LA CORTE SUPREMA DI CASSAZIONE
SEZIONE SECONDA CIVILE
Composta dagli Ill.mi Sigg.ri Magistrati:
Dott. GORJAN Sergio – Presidente –
Dott. COSENTINO Antonello – rel. Consigliere –
Dott. CASADONTE Annamaria – Consigliere –
Dott. CRISCUOLO Mauro – Consigliere –
Dott. VARRONE Luca – Consigliere –
ha pronunciato la seguente:
ORDINANZA
sul ricorso 25569/2019 proposto da:
D.M., rappresentato e difeso dall’avv.

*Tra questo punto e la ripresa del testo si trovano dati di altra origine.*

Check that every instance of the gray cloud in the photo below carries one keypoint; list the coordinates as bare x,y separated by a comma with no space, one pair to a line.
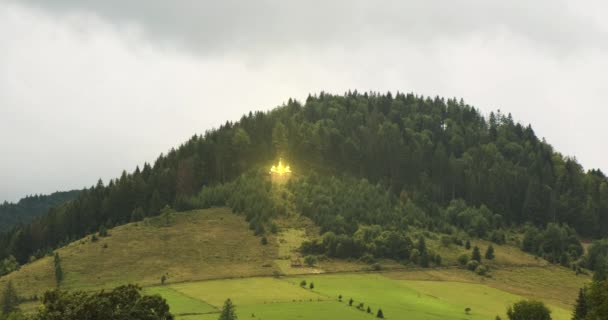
214,27
89,88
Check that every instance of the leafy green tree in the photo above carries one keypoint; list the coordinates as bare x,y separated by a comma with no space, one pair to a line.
228,311
580,308
476,254
10,299
490,253
463,259
311,260
124,302
9,265
529,310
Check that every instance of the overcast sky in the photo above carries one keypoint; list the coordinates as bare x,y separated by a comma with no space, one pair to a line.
89,88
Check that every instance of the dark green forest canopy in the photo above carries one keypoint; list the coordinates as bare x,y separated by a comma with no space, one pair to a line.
26,209
428,151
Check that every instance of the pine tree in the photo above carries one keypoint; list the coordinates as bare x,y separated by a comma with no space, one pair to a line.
580,310
476,254
228,311
490,253
10,299
58,270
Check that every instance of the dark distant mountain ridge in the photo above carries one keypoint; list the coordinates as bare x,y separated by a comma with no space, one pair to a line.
26,209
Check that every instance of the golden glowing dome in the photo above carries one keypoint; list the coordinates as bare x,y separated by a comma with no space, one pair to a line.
280,169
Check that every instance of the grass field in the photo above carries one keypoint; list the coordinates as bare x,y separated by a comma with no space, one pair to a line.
274,299
197,245
210,255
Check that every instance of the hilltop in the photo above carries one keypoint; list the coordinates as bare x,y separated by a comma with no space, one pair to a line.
398,184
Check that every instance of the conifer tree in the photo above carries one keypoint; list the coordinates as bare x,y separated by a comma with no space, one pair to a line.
228,311
58,270
476,254
580,310
490,253
10,299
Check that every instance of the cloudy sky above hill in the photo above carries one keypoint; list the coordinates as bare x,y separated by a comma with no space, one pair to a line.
89,88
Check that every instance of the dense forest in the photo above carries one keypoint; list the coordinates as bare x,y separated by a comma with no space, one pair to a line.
439,160
12,214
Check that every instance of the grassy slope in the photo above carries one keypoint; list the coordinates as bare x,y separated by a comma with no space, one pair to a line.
216,244
204,244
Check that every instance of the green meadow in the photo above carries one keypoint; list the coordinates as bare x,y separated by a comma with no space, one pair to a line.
283,299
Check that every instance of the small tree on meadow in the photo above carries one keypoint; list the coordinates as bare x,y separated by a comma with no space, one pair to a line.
476,254
10,299
228,311
580,309
58,270
310,260
490,253
529,310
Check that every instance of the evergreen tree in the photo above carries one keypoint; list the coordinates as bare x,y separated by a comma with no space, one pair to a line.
228,311
58,270
476,254
490,253
10,299
580,309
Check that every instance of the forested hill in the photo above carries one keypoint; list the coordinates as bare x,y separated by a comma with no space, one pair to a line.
12,214
429,151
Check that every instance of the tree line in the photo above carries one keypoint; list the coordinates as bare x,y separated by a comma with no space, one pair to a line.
426,152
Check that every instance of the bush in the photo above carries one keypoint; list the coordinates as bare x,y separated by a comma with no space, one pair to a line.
463,259
311,260
481,270
446,241
529,310
490,253
472,265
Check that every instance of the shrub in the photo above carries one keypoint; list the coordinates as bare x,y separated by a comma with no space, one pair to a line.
481,270
311,260
472,265
463,259
528,310
490,252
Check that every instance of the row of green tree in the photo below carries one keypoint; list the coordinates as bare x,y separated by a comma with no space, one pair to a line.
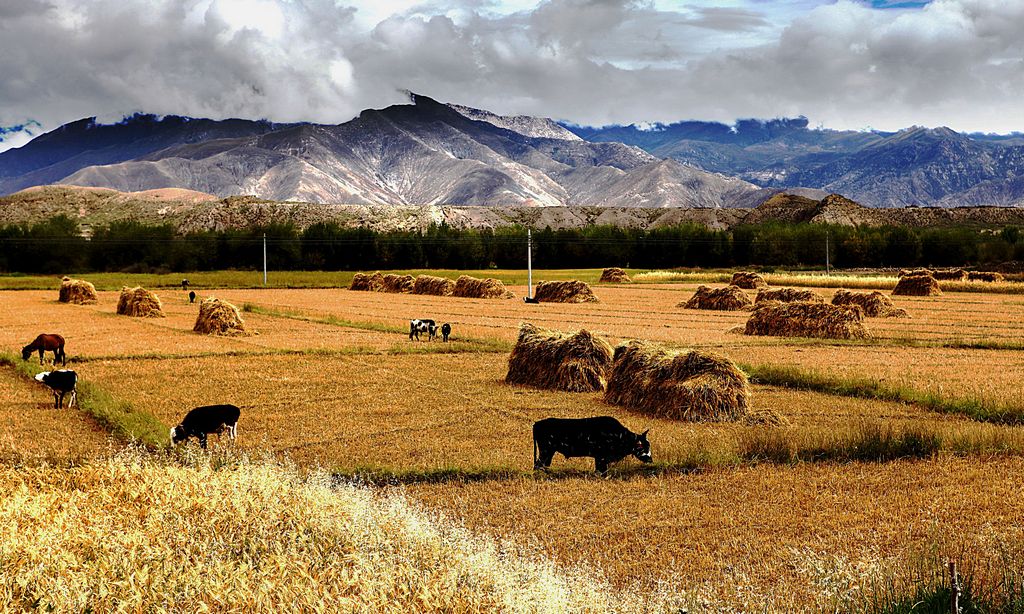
56,246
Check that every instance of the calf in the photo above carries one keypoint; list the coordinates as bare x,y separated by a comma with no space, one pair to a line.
60,383
603,439
201,422
422,325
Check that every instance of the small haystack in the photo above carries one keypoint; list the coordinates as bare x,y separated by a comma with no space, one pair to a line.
397,283
564,292
555,360
139,302
920,284
691,385
429,284
807,319
985,276
749,280
729,298
875,303
788,295
79,292
365,282
219,317
614,275
471,288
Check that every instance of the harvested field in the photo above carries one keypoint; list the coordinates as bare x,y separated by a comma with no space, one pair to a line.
807,319
730,298
573,362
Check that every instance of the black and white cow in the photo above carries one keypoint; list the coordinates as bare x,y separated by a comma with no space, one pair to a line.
60,383
204,421
422,325
602,438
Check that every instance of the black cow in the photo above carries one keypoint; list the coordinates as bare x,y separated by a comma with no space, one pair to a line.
602,438
60,383
201,422
422,325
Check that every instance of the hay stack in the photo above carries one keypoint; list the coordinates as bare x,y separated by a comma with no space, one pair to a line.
564,292
471,288
79,292
550,359
139,302
691,385
985,276
875,304
788,295
397,283
807,319
219,317
614,275
919,284
749,280
438,287
729,298
365,282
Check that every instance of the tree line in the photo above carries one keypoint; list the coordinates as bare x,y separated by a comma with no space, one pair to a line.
55,246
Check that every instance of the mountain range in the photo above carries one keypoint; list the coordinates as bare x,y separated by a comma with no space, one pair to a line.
431,154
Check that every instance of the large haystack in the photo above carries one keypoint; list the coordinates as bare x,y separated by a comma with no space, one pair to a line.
688,385
79,292
397,283
219,317
550,359
614,275
807,319
365,282
919,284
139,302
564,292
788,295
875,303
729,298
429,284
749,280
471,288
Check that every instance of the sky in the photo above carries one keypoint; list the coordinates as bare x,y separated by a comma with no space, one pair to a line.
882,64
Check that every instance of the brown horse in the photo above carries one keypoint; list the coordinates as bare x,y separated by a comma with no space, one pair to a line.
46,343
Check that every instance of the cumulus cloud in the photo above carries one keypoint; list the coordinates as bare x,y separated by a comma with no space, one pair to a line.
845,64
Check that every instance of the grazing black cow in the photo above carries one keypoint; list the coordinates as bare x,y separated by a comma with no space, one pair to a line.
60,383
46,343
422,325
603,438
201,422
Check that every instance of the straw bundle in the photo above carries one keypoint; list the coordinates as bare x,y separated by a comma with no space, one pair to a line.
807,319
875,304
219,317
365,282
564,292
139,302
79,292
919,284
397,283
614,275
749,280
788,295
729,298
688,385
471,288
555,360
438,287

STEFANO MICHELE LEUZZI;
– ricorrente –
contro
MINISTERO DELL’INTERNO, in persona del Ministro pro tempore;
– intimato –
avverso il decreto del TRIBUNALE di BARI, depositato il 07/06/2019, R.G.n. 16065/2018;
udita la relazione della causa svolta nella Camera di consiglio del 10/02/2021 dal Consigliere Dott. ANTONELLO COSENTINO.
RAGIONI IN FATTO E IN DIRITTO DELLA DECISIONE Il sig. D., cittadino senegalese, ha chiesto il riconoscimento dello status di rifugiato, nonché, in via subordinata, la protezione sussidiaria e, in ulteriore subordine, la protezione umanitaria, esponendo di aver abbandonato il Senegal a seguito di “minacce e persecuzioni” subite ad opera dei genitori della fidanzata, di religione diversa dalla propria. Ha raccontato che la donna, dopo aver partorito, è deceduta e che i genitori della stessa, contrari alla loro relazione per la diversità di religione, lo hanno ritenuto responsabile della morte della figlia e hanno minacciato di “arrestarlo”.
Il Tribunale di Bari, con decreto 7.6.19, ha rigettato tutte le suddette richieste, confermando la decisione della Commissione Territoriale.
Per la cassazione del decreto del tribunale il D. ha proposto ricorso sulla scorta di quattro motivi.
Il Ministero dell’Interno non si è costituito in giudizio.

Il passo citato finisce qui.